Die drei Briefe sind verlorengegangen. Der erste datiert vom 9. September 1942, der zweite vom 31. Oktober und der dritte wurde im November verfasst. Andreas M. Rauch zitiert in seinem Buch "Ein Offizier gegen Hitler - Oberleutnant Dr. Randolph von Breidbach-Bürresheim (1912-1945)" Passagen, die aus den Prozessunterlagen stammen:

". . .wie der russische Mensch halb verachtend, halb wohlwollend belehrend 'nei Kultura'sagt, wenn z.B. von den deutschen Besatzungstruppen von einer nach hunderten zählenden Menschenmenge mitten in einer Stadt Verurteilte erhängt oder mit dem Genickschuss erledigt würden. "

"Auf dem Lande knien die Menschen nieder, wenn gerade ein Priester vorbeikommt, um von dessen Hand den Segen zu empfangen. SS-Posten, die dies bemerken, schlagen die Priester bewusstlos und stoßen die Knieenden in den Straßengraben."

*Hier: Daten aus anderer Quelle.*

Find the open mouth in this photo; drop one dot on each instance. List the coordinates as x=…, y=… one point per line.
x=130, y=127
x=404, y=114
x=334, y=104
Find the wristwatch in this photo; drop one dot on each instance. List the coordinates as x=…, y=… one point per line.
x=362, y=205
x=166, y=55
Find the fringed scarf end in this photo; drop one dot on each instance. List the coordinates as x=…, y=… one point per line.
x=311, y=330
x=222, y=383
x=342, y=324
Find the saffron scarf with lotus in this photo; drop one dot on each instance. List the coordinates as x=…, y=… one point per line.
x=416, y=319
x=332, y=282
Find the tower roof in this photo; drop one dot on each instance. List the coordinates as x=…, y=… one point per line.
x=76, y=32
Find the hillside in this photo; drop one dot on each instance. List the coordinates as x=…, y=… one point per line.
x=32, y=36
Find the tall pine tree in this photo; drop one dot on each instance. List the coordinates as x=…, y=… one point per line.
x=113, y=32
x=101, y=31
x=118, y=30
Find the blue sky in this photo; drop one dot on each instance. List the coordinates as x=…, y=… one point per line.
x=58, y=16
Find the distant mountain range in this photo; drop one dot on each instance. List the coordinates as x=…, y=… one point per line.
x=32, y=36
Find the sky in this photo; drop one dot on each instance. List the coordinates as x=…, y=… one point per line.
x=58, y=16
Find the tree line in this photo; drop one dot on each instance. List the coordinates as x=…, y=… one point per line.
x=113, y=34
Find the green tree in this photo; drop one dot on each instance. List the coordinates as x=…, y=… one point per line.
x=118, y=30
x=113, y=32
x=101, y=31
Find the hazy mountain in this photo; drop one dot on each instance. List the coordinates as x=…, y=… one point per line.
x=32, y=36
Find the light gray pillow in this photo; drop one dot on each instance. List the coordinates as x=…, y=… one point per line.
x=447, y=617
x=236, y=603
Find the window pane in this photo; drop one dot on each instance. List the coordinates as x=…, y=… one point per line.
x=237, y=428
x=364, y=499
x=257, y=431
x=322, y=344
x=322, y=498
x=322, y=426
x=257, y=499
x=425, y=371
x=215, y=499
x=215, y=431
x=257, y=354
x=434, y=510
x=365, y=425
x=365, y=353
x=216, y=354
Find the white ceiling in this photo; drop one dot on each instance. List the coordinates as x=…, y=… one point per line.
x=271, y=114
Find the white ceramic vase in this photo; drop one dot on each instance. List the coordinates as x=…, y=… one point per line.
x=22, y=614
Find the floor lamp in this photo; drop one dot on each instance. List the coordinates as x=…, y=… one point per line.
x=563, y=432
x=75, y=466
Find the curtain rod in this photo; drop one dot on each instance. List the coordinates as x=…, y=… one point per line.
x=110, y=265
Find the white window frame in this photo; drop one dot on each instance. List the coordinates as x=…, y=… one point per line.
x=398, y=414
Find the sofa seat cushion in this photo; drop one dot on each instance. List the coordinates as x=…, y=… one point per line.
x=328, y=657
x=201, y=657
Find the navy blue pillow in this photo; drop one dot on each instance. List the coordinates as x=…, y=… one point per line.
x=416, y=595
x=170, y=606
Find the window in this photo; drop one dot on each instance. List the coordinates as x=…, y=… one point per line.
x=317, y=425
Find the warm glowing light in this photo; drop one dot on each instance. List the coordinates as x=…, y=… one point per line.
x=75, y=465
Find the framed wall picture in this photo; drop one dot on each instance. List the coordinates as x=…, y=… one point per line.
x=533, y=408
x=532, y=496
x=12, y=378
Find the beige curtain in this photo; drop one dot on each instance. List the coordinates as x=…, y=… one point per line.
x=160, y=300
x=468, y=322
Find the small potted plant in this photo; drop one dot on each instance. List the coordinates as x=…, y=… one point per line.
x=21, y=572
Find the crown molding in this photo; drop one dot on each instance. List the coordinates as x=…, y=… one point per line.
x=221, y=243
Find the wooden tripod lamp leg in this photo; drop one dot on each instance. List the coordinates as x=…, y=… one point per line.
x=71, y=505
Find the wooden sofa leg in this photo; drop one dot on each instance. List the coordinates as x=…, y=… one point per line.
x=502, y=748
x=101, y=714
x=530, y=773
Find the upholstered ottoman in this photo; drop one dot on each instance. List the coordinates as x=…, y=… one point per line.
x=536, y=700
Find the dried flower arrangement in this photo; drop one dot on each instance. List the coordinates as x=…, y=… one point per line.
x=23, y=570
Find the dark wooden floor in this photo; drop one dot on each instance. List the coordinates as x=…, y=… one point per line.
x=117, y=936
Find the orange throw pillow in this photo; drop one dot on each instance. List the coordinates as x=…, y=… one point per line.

Von Breidbach schildert auch die Verzweiflung und die Untergangsstimmung in der Truppe. Er zitiert einen Soldaten, der eine höhere Position ablehnt, mit den Worten: " Ich müsste Schiebungen für die Bonzen organisieren und Judenfrauen erschießen, deren Blut, so sicher wir hier stehen auf uns zurückkommt. Hier stirbt es sich besser.""

Es finden sich auch Textpassagen über die menschenunwürdige Behandlung russischer Arbeitskräfte im deutschen Industrieeinsatz und darüber, dass die Verwandtschaft des Bolschewismus mit der nationalsozialistischen Staatsauffassung augenfällig sei. Den Natials "als Teil jener Kraft, die stets das Böse will". In einem seiner Briefe spricht er sich für die Wiedererrichtung Polens aus.

Als Antikommunist rät er: " . . . der übrigen Welt bleibt nur noch zu tun übrig, Russland die Befreierrolle Europas abzunehmen. Die europäische Befreiung muss auf die Erfolgsseite alten europäischen Gedankengutes gebracht werden. Deshalb muss die Entscheidung an einer west- oder südeuropäischen Grenze fallen, so schnell wie möglich, bevor die Größe des Elends den europäischen Völkern die letzte Urteilskraft nimmt und deren Hysterie unheilbar macht."